In Burch-Clay v. Debra J. Taylor, Individually and In Her Capacity as Superintendent of Schools, Rutland Central Supervisory Union, 2015 VT 110 (August 21, 2015), the Vermont Supreme Court rejected a school principal’s claims that error and bias invalidated the termination of her employment.

Issue: Whether certain alleged procedural defects in Plaintiff principal’s post-termination hearing amounted to a denial of due process, and whether the school board had sufficient and just cause to terminate Plaintiff.

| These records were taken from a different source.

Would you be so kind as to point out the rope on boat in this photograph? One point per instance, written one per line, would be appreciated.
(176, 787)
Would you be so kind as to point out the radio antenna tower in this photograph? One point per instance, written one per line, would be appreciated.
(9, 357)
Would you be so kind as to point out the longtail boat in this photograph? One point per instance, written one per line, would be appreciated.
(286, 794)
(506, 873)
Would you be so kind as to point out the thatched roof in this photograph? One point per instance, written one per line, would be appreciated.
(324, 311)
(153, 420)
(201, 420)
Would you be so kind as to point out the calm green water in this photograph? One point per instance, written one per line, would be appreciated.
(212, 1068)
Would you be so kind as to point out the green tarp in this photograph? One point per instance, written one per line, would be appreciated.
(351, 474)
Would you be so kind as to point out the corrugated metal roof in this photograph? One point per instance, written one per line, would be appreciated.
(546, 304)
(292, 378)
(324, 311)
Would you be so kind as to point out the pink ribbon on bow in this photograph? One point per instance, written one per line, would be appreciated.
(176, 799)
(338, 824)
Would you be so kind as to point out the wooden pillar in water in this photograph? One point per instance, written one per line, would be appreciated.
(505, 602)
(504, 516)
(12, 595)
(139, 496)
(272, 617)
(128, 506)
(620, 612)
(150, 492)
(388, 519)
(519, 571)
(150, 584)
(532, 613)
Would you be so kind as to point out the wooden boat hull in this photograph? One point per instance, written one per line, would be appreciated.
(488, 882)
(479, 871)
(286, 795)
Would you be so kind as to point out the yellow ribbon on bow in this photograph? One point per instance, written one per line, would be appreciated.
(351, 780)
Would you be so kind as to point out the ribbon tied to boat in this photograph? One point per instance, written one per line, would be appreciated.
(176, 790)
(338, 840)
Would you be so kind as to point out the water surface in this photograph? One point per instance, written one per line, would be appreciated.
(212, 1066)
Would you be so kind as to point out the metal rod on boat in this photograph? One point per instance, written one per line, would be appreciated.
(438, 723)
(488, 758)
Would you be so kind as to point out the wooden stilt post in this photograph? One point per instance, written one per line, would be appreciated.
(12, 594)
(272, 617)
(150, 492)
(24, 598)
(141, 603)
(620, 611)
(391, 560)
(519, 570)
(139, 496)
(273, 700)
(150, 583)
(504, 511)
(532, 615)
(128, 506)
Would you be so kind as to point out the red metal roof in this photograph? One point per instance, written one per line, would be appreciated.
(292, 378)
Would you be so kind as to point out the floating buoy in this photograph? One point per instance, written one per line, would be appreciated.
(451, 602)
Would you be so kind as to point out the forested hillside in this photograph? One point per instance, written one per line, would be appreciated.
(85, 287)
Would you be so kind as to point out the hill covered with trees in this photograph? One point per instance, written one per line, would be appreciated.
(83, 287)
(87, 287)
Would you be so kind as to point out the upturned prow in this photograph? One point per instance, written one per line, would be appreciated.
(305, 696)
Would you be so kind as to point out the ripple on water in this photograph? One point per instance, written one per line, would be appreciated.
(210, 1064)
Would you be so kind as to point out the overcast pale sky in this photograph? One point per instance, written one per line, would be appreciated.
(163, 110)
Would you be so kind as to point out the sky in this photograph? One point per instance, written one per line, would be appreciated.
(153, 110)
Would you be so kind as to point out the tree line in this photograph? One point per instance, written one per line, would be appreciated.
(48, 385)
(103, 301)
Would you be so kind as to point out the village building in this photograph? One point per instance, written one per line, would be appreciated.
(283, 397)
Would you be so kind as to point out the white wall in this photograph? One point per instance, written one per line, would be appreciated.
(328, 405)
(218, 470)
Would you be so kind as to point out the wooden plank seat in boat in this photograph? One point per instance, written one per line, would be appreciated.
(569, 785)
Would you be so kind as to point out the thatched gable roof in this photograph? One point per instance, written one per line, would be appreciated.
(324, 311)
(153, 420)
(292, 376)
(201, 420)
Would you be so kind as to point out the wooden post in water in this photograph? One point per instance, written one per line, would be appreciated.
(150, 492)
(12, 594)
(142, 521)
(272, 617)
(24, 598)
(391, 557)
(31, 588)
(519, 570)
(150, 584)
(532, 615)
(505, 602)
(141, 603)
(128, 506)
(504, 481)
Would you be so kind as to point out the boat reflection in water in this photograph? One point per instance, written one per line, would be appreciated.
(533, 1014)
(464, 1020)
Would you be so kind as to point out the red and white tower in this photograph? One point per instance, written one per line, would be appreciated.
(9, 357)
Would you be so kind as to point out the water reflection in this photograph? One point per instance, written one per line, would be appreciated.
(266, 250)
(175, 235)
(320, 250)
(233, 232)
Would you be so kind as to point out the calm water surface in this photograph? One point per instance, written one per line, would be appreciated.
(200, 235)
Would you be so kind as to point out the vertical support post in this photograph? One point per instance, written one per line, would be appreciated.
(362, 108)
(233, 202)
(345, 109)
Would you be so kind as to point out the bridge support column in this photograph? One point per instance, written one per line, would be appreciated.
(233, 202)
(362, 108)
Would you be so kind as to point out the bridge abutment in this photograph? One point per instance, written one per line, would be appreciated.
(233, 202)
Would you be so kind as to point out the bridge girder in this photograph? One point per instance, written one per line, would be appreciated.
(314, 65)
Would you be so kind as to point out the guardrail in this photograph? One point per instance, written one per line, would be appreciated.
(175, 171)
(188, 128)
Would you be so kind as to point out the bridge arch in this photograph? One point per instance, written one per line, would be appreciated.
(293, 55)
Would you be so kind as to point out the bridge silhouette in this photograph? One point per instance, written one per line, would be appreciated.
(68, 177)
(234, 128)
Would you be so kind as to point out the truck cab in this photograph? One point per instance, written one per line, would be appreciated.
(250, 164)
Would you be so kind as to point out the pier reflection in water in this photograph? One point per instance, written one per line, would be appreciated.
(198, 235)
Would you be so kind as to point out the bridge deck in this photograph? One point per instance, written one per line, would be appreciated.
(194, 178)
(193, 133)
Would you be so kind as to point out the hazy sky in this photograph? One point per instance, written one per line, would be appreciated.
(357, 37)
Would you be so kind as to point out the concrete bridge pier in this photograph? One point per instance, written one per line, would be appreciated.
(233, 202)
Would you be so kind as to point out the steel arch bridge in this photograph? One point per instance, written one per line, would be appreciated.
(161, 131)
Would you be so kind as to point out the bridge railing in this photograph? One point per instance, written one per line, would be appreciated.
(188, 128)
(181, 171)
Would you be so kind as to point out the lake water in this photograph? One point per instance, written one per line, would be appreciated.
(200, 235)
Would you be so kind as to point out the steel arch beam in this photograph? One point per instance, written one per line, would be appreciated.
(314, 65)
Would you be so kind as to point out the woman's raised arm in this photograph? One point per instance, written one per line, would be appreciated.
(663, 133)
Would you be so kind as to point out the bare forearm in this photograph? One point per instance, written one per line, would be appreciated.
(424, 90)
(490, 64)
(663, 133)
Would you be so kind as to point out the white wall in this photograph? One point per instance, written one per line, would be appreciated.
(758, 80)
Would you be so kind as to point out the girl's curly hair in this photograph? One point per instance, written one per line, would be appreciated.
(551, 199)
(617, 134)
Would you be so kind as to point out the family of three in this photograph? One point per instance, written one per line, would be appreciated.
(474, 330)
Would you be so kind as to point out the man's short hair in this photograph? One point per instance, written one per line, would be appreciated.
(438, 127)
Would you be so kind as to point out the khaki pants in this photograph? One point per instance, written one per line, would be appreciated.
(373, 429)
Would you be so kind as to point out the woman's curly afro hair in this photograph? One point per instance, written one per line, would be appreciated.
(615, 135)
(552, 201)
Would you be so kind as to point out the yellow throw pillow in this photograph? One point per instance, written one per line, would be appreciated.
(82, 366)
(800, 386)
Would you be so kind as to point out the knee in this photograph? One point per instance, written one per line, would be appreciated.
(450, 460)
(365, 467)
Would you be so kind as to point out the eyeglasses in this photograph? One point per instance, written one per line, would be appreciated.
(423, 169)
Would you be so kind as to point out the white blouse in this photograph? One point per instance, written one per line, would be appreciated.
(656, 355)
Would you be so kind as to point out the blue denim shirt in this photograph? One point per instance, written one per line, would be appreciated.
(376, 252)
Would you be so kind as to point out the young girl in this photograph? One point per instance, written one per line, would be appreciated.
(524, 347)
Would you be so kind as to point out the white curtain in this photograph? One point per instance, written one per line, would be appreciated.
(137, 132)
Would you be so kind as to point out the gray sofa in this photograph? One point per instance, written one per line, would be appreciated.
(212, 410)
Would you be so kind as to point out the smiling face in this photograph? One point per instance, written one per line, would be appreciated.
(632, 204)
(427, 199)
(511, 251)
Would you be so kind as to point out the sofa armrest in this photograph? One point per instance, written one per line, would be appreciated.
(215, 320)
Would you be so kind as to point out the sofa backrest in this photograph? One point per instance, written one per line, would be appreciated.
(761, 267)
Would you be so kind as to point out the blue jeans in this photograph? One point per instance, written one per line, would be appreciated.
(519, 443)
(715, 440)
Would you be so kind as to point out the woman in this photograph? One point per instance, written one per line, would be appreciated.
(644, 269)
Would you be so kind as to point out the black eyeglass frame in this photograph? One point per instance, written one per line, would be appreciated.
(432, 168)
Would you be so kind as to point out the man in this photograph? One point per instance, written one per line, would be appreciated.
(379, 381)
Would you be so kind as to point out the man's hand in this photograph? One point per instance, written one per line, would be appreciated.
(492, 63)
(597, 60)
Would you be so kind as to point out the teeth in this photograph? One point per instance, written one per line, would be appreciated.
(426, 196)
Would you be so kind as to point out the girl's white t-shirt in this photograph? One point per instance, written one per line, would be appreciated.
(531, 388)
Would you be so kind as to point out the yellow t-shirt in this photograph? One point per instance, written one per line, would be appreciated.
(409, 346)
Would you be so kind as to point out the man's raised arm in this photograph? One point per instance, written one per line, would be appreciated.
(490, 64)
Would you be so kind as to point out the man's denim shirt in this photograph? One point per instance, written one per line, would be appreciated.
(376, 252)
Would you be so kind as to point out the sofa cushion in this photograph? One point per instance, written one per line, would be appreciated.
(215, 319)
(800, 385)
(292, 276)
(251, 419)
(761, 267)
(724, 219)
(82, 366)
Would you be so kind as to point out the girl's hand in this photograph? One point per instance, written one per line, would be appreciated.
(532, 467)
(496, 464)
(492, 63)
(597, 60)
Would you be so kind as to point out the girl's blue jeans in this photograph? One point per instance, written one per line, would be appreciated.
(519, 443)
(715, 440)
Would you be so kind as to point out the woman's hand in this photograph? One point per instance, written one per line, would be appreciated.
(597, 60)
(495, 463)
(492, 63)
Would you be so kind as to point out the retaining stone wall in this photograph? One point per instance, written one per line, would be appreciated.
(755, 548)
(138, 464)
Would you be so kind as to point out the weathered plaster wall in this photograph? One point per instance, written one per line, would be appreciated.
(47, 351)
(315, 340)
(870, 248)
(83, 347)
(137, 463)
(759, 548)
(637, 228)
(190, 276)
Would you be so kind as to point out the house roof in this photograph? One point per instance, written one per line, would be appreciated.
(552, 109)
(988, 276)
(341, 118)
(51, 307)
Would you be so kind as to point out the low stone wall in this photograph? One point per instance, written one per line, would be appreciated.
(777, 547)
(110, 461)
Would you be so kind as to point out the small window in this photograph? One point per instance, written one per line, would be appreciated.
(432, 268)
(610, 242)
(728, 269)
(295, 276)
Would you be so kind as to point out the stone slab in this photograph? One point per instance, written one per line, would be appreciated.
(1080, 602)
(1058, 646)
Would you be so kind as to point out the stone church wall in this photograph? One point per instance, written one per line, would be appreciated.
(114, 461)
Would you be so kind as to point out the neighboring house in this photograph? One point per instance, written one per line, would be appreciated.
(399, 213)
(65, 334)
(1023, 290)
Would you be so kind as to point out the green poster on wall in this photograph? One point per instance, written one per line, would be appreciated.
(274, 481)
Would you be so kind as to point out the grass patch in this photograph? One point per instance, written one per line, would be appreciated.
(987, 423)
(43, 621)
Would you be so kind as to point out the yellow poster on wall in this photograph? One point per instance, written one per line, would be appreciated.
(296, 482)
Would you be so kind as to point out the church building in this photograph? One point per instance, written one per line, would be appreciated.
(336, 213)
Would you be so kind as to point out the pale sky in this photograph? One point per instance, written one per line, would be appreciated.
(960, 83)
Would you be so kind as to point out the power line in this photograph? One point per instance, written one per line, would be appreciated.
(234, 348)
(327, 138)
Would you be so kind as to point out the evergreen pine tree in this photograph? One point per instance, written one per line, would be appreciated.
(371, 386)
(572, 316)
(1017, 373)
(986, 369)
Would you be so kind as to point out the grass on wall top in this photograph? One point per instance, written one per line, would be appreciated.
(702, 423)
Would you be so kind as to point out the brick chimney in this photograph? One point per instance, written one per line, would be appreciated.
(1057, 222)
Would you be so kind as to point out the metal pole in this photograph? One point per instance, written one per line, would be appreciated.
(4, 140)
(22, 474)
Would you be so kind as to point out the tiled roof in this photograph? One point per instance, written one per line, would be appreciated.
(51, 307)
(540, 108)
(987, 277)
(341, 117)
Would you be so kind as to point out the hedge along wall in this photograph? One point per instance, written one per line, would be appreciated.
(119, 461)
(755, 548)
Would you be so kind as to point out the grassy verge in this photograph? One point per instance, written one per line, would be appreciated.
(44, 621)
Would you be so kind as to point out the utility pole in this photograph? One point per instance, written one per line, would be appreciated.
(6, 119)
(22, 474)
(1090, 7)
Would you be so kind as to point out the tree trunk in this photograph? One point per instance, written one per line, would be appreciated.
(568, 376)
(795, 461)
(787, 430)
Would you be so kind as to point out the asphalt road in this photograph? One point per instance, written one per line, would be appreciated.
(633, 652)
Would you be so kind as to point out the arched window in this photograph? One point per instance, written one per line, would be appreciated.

Holding: The Court affirmed the Board’s decision to terminate Plaintiff, finding: (1) no violation of the Administrative Procedures Act, because the APA applies only to state agencies, not to school boards; (2) no violation of Vermont’s open-meeting law, because an email between Board members containing information for the next meeting does not itself fall under the category of a “meeting” that must be open; (3) no evidence of bias, because the fact that the Board both initiated the termination and adjudicated the grounds for the termination, without more, was not evidence of improper bias (and in fact, the Board playing this dual role is set out by statute in 16 V.S.A. § 243(d), under which Plaintiff brought her due process challenge; (4) no impermissible conflict of interest in the Board defending itself against a related open-meetings suit brought by parents, because the suit was withdrawn before the post-termination hearing was commenced; (5) no deprivation of a fair and impartial hearing, despite the fact that the Board chair presided over the hearing and acted as a witness therein, because Board chair recused himself from the final adjudication; (6) no abuse of discretion by the Board in excluding an email Plaintiff argued was probative of the Board’s improper motives, because the email did not actually demonstrate bias, and Plaintiff was not prejudiced by its exclusion; and (7) the Board had just and sufficient cause to terminate because it had evidence of performance problems and insubordination, and it gave her fair notice that her conduct could result in termination.